Table 1 Ilumina sequencing data pre-processing statistics.

The quality of the final assembly was assessed using three different parameters. All the clean reads were mapped onto the assembled transcriptome of P. sumatrense using bowtie2. On an average, 92.33% of the reads could be mapped back completely. After mapping the reads, TransDecoder tool was used to identify the coding regions within transcript sequences and the analysis revealed that 79% of the Little millet transcriptome codes for complete ORFs (Supplementary figure 1b). Finally BUSCO (Benchmarking Unique Single Copy Orthologs), was used to explore completeness of transcriptome according to conserved ortholog content. The software was used to compare little millet transcripts with the database for Liliopsida (for Plants). From the analysis 92.8% of complete BUSCOs were found with 62.7% of single copy BUSCOs (Supplementary figure 1c).

Functional annotation

After the quality assessments, the unigenes were annotated to various functions. Annotation based on GO terms (Gene Ontology) revealed that under biological function, majority of unigenes were categorised under “metabolic processes”, “response to stimulus” and “regulation of biological processes”. In case of molecular function, most of the unigenes were found to have “catalytic” and “binding” activity (Fig. 1a). The unigenes were also assigned to various biological pathways using the KAAS analysis tool (https://www.genome.jp/kegg/kaas/). Most of the unigenes were found to be involved in “Ribosome” and “Spliceosome” pathways. Along with these, some important pathways like “MAPK signalling pathway”, “Ubiquitin mediated proteolysis pathways”, “Terpenoid backbone biosynthesis” etc. were also detected (Fig. 1b). Finally, the transcripts were grouped into various orthologous groups on the basis of COG database (http://weizhong-lab.ucsd.edu/webMGA/server/cog/). Vast majority of the unigenes were categorised into “Function unknown” followed by “General function prediction only” (Fig. 1c).

Figure 1
figure 1

Functional annotation of unigenes. (a) GO terms classified into three major classes namely biological process, molecular function and cellular components. GO terms were assigned to the Unigenes after conducting Blastx search against the Uniprot Swissprot database (with a evalue cutoff of 10−5) using the standalone version of BLAST. GO annotations, GO terms and GO Slim terms were downloaded from various databases; and assigned to unigenes using linux shell commands. (b) Distribution of transcripts into biological pathways in KEGG database: The KAAS (KEGG automatic annotation server); web-server was used to assign biological pathways to the transcripts and (c) annotation based on comparison with COG database was done using the web-server on WebMGA.

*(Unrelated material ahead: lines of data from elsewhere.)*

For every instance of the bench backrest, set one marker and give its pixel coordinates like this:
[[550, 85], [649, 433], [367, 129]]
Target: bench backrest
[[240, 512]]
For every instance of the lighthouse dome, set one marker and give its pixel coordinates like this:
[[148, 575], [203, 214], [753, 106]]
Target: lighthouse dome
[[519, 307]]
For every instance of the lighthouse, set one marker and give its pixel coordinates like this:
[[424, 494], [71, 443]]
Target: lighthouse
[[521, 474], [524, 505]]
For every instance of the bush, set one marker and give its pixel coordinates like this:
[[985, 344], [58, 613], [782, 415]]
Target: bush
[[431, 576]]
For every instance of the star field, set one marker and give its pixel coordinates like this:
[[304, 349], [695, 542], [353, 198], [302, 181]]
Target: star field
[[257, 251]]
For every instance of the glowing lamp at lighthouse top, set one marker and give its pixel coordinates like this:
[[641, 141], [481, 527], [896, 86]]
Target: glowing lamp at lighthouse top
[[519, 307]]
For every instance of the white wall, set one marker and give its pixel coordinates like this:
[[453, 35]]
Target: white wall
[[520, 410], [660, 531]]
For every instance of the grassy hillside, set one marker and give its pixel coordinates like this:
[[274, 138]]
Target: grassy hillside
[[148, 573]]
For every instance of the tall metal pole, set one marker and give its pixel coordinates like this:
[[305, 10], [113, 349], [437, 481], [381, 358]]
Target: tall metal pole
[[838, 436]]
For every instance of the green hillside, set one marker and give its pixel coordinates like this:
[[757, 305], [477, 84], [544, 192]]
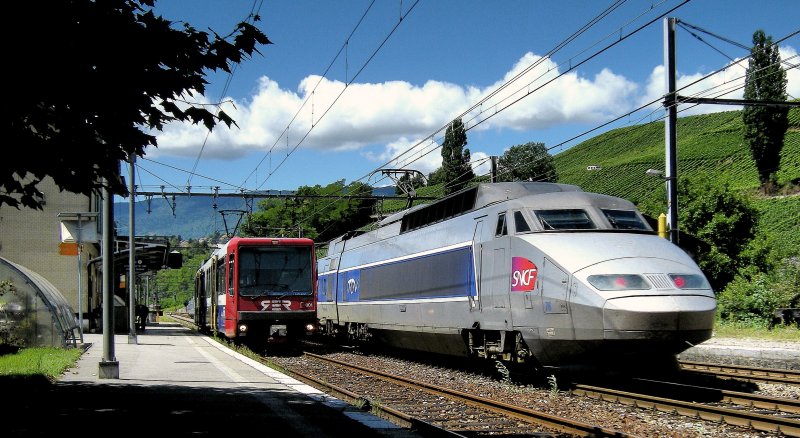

Differential gene expression

The largest difference in gene expression pattern was observed in the case of salt treated roots compared to control where a total of 1187 unigenes were found to have significant differential expression with 738 unigenes being upregulated and 449 unigenes being downregulated. On the other hand, drought stress induced by PEG led to upregulation of 241 DEGs and downregulation of 134 DEGs in roots showing that salinity stress had a more pronounced impact on the plant roots as compared to drought (Supplementary table 1). Among all the DEGs, the 60 s and 40 s ribosomal proteins, NADH dehydrogenase, sugar transporters, some histone encoding genes and a number of genes coding for antioxidants and related proteins were found to be upregulated in response to drought and salinity stress in roots. Genes coding for plant cysteine oxidase, Zn finger containing CCCH proteins, ERF TFs and early nodulin were found to be downregulated in root tissues. In addition to these, genes coding for Ricin B-like lectin and various heat shock proteins were downregulated implying that these regulations may play crucial role in combating stress (Fig. 2a, Supplementary table 1). Drought stress had a slightly more pronounced effect on leaves as compared to roots. A total of 478 unigenes were differentially expressed in leaves as compared to 375 unigenes in roots under drought stress (Supplementary table 1). Unigenes coding for WRKY and Zinc finger containing transcription factors, cytochrome P450, some UDP-glycosyltransferase, LEA, and Aquaporins were found to be upregulated while those encoding LRR receptor like serine/threonine protein kinase, various lectins, F-box proteins, Ankyrin repeat containing proteins, some peroxidases and wall associated receptor kinases were downregulated (Fig. 2b, Supplementary table 1). On the other hand, only 286 unigenes were seen to be differentially expressed in leaf tissue subjected to high salinity. Most of these were downregulated with respect to control (Fig. 2a). It was interesting to note that a large number of kinases such as LRR receptor like serine/threonine protein kinase, Cysteine-rich receptor-like protein kinase, Wall-associated receptor kinase, Serine/threonine protein kinase were downregulated in leaves during salinity stress (Supplementary table 1).

Figure 2
figure 2

In silico expression analysis of Unigenes. (a) DEGs in leaves, (b) in roots under control and stress conditions. The short reads from individual sample libraries (including replicates) were mapped onto the assembled transcriptome using Bowtie2 and abundance was calculated using RSEM. DEGs were identified using the Empirical Analysis of Digital Gene Expression (edgeR) statistical package. The heat maps were generated using MeV v 4.8.1, and indicate the relative transcript level of genes. Detailed information about the DEGs is provided in Supplementary table 1.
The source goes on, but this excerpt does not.